Thirty years ago, there was a British comedy tv series about the relationship between a long-widowed solicitor and a divorced schoolteacher. In the initial episode, there is a scene in which the former is about to ask out the latter, the first time he’s invited a woman on a date in thirty years or so. Full of anxiety, he mutters, “I haven’t felt like this since Suez…”, referring to the Suez Crisis when, probably, he was a very young and very frightened soldier. The way the actor delivered the line was both funny and revealing, and I use it to myself from time to time when confronted by a nerve-wracking situation.
Though not quite in the same category, I was nonetheless rather anxious as Portia took another walk about the apartment this evening. The perma-cats were in different spots and in various shades of rest.
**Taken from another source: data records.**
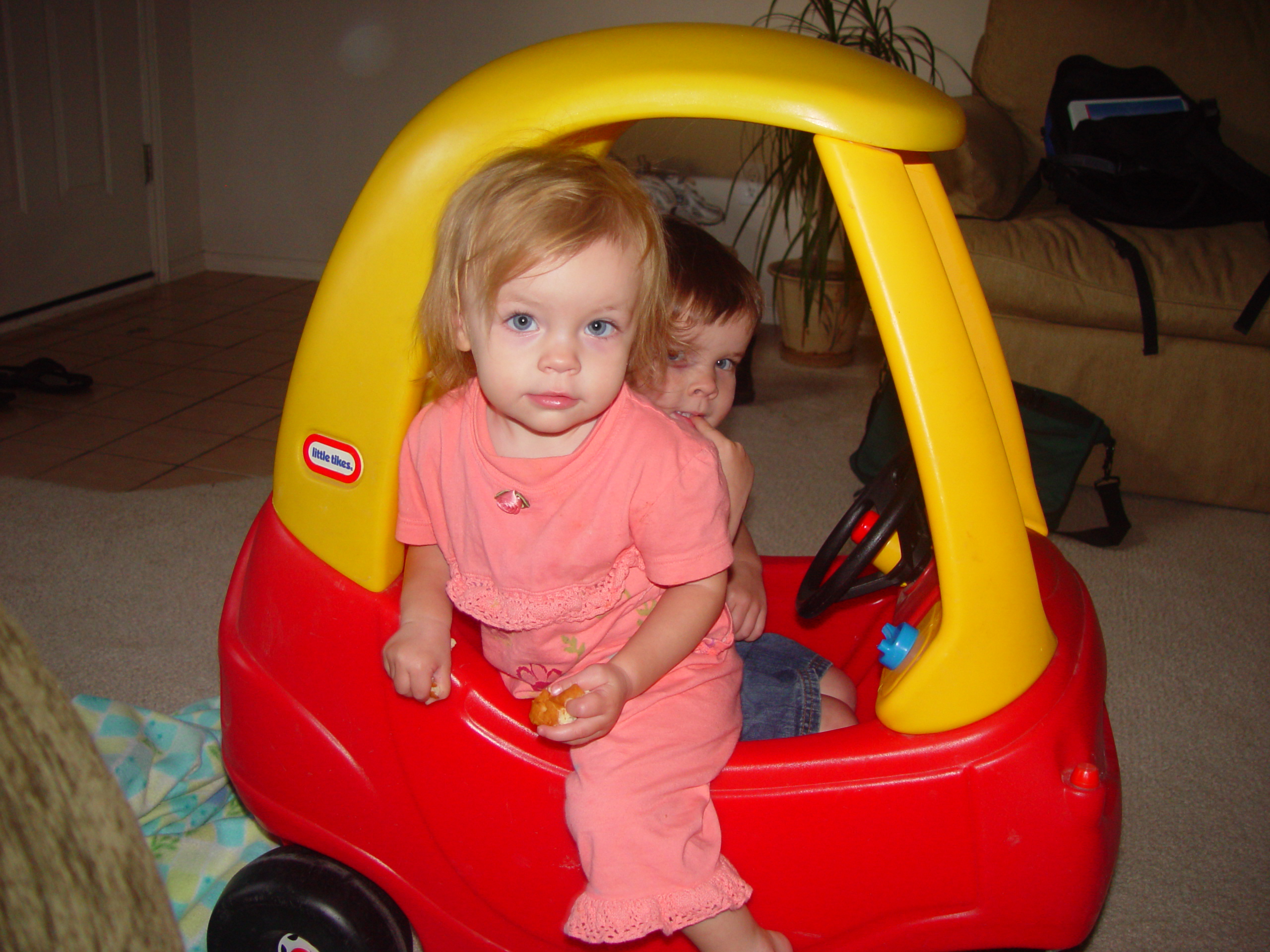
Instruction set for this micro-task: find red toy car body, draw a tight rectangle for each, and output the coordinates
[221,504,1120,952]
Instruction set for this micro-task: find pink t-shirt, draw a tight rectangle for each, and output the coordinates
[396,379,732,697]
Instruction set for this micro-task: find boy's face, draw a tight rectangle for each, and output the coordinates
[457,240,639,457]
[646,317,755,426]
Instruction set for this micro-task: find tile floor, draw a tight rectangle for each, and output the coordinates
[0,272,318,491]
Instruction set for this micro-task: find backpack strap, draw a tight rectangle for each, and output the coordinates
[1234,218,1270,334]
[1073,209,1159,357]
[1058,433,1132,548]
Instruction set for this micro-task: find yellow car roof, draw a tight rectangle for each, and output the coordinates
[273,24,1054,732]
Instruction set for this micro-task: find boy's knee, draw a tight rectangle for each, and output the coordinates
[821,665,856,710]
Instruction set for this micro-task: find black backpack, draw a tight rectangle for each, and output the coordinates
[998,56,1270,354]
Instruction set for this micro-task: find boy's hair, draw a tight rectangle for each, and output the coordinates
[419,146,671,395]
[662,217,763,333]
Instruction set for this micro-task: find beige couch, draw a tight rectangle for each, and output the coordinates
[935,0,1270,512]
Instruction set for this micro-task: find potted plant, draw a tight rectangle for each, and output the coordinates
[733,0,940,367]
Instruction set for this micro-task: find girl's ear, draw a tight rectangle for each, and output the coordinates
[454,312,472,353]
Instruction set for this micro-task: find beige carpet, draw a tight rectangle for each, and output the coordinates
[0,327,1270,952]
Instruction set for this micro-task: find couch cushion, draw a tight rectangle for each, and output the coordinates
[973,0,1270,173]
[961,207,1270,347]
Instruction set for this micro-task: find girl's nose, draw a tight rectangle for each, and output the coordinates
[538,335,581,373]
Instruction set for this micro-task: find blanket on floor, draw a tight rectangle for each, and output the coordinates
[72,694,278,952]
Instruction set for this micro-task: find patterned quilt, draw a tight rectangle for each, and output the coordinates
[72,694,278,952]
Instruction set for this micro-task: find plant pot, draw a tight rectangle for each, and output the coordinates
[767,258,869,367]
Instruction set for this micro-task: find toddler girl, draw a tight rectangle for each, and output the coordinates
[644,218,856,740]
[383,149,790,951]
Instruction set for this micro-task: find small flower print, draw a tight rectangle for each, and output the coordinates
[515,662,564,691]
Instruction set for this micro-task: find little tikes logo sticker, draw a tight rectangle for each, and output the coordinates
[305,433,362,482]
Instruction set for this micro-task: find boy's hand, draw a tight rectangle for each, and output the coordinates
[383,621,449,705]
[692,416,755,537]
[538,664,631,746]
[726,558,767,641]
Our guest roamed into the bathroom, where she investigated the tub, into the sitting room, where she hissed at Neville, and into the bedroom. There she leaped up on the bed, to be confronted with a suddenly-wakened Renn. Portia hissed and dropped down to the floor again, leaving my big boy to wonder what had happened.
What did happen was nothing harmful or dangerous. Portia returned to the library soon after and had a nap.
Even so, I worried about her interaction with the beasts, and still worry about it. To be honest, I doubt that there will be a violent confrontation. There will likely be hisses, growls, maybe a few whaps, and retreats. But I worry nonetheless. When Portia explores, I am ready with a big, heavy towel (to separate battling felines) and wearing ‘Ove Glove’ oven mitts, very thick garments made from the same material as Superman’s cape. If they allow me to hold a baking sheet heated to 400°, they should withstand a cat’s claws. Maybe.
I think the newcomer will integrate well enough as I give her more opportunities. Her attitude toward me is ambivalent: purring will quickly switch to hissing and swatting, with rapiers extended. But I would rather she adjust to her own species before mine, as that would mean freedom from the library, companionship, new experiences and maybe playing and friendship. I can always wait.
But each time she comes out to explore, I am nervous. It may not be 1956 Suez, but I’m prepared for warfare, just in case.